La force du modèle français !

Le modèle français, né d’une réflexion approfondie, menée par le Conseil national de la résistance, reste aujourd’hui d’une brûlante actualité. Il s’articulait sur un principe clé : “Déconnecter l’économie des féodalités financières”, qui avait collaboré avec l’occupant nazi.
Les secteurs décisifs, tels que l’énergie, les transports, Renault etc..., sont nationalisés... Ceci, afin que la quasi-totalité des gains de productivités, les profits réalisés par le travail de tous dans les entreprises, ne serve pas seulement à alimenter le patrimoine d’une minorité de rentiers, mais soit consacrée aux budgets de recherche et d’innovation, aux investissements productifs, aux salaires, pour permettre à chacun de vivre dignement...

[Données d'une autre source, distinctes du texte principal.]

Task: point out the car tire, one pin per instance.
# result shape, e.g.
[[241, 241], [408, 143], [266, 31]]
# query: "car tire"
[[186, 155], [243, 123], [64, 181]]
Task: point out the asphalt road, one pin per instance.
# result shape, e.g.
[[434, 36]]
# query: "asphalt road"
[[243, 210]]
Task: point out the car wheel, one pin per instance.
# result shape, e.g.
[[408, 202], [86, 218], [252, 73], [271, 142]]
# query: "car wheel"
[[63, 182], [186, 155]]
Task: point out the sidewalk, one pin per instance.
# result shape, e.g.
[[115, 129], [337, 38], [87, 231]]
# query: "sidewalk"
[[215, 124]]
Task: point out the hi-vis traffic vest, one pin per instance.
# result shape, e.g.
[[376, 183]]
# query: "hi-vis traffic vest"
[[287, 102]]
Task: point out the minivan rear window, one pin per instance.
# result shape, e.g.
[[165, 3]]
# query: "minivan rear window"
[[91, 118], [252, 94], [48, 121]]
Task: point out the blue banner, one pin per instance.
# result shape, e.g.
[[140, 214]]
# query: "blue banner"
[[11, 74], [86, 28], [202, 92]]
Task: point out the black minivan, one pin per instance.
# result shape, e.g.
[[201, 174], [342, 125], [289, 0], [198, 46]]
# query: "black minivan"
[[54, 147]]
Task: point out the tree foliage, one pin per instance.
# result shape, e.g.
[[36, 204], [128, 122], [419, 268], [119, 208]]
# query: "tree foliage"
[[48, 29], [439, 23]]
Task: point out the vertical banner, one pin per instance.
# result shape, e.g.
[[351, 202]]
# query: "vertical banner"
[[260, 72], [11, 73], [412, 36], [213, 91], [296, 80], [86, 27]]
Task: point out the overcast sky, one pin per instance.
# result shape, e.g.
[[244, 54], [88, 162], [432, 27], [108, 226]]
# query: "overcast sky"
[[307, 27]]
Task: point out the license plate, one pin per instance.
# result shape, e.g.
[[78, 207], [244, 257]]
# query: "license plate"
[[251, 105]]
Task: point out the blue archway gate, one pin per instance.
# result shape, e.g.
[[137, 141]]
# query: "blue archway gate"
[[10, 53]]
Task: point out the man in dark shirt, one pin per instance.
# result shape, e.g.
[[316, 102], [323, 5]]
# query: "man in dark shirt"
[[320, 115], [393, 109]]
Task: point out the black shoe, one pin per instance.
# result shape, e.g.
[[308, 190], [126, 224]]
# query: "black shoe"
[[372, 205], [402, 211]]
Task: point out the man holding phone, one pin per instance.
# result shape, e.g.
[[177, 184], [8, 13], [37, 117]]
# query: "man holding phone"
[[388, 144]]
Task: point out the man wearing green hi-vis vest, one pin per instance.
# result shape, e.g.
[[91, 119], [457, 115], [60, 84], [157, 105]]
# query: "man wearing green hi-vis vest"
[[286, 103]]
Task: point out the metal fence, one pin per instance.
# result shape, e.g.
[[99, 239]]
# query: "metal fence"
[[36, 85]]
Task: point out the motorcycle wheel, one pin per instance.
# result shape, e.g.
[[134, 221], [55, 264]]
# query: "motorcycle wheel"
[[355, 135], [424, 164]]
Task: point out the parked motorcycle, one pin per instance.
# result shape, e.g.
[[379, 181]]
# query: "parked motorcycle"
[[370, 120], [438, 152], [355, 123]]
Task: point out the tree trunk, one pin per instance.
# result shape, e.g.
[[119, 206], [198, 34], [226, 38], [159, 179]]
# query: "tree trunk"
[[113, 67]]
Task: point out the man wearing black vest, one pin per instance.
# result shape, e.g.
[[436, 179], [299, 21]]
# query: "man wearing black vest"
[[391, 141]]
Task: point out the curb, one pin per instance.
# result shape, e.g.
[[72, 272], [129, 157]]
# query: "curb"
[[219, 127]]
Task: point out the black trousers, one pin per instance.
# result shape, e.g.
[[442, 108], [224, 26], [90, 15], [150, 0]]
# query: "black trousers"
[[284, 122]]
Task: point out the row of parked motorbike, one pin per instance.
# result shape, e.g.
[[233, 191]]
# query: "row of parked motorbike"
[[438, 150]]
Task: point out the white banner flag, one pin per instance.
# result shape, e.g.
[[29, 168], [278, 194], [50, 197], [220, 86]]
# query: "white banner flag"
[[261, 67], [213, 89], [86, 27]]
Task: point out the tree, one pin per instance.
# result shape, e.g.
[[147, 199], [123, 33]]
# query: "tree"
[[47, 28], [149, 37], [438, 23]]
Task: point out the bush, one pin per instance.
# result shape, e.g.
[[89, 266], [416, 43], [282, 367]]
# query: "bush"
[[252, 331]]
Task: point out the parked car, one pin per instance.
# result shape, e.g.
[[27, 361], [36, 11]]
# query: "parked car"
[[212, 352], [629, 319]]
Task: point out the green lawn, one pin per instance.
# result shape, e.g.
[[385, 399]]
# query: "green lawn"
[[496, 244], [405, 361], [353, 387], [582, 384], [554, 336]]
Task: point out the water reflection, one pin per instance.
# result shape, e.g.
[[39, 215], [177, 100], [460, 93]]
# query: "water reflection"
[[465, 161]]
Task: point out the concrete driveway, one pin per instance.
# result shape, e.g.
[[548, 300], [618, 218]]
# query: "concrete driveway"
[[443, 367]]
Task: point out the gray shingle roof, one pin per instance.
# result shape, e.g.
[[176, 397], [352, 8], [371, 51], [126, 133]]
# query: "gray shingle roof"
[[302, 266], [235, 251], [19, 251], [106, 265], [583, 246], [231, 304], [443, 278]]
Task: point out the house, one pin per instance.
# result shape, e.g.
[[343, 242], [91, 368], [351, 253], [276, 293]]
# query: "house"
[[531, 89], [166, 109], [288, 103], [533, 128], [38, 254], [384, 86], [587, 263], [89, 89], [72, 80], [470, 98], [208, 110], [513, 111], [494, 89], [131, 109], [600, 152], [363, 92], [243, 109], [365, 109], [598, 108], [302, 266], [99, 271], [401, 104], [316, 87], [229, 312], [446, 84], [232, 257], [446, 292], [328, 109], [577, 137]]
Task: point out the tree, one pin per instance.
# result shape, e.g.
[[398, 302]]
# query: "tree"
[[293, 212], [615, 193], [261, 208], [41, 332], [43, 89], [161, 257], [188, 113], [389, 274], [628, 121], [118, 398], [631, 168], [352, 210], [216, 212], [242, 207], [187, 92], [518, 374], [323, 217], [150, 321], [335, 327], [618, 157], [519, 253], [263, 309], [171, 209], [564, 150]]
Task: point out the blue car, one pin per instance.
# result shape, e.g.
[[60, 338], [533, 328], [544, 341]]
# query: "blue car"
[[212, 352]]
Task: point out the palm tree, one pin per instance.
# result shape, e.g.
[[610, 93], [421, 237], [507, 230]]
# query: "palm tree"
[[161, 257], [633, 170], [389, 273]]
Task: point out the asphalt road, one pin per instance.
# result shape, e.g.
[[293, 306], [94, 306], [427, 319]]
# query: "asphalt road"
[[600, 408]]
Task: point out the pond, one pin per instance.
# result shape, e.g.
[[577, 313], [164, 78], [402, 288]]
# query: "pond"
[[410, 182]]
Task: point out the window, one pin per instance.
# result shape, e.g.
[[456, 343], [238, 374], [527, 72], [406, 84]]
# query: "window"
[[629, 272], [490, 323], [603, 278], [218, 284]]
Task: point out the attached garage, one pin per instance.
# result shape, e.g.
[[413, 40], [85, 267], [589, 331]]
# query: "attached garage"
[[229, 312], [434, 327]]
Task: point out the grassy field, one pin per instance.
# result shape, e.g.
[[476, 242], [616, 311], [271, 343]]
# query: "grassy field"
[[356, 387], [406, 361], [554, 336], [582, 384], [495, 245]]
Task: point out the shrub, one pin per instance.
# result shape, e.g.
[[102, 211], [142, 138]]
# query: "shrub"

C’est ainsi que 9 années plus tard, en 1954, la SNCF battait tous les records de vitesse au monde sur rail (240 km/h). En 1956, elle établissait un nouveau record (336 km/h). C’est grâce au travail des ingénieurs de la SNCF que le TGV a vu le jour. Idem dans l’aviation, la Société nationale de construction aéronautique (SNCASE) fabriquait le premier jet européen de transport de passagers “la Caravelle”, ses ingénieurs concevaient le Concorde, et sont à l’origine d’Air Bus... L’EDF, les Télécoms, montraient leur efficacité technologique... Aucun actionnaire privé n’aurait investi autant pour des résultats à trop long terme. Air France traversait toutes les turbulences, et le cortège des faillites dans le transport aérien, les queues d’usagers étaient rares à la poste ou dans les gares devant les guichets. De plus, toutes ces entreprises se permettaient d’assurer un haut niveau de vie à tous ses travailleurs de bas en haut de l’échelle, de l’ouvrier à l’ingénieur en passant par les secrétaires ou les pilotes...
De surcroît, de bons salaires alimentaient une réelle consommation en remplissant les caisses de solidarité sociale, tout en soutenant l’activité économique.
Chacun pourrait continuer longtemps à énumérer les performances d’un tel modèle, et imaginer son efficacité économique, non plus à l’échelle nationale, aujourd’hui trop réduite, mais à la dimension européenne. Imaginons par exemple que les entreprises européennes d’électricité, des Télécoms ou les compagnies aériennes mettent leurs moyens en synergie, sur un principe de coopération avec pour objectif de mieux servir les usagers, au lieu de se livrer une concurrence guerrière ...
Autre point fort, le modèle français par l’institution des comités d’entreprises, favorisait la concertation. Entrepreneurs et organisations de travailleurs étaient, avec l’État, les acteurs dominants de l’activité économique. À l’issue d’affrontements, souvent très durs pour le partage du produit national, on trouvait une zone de convergence, et des accords profitables à toutes les parties étaient scellés.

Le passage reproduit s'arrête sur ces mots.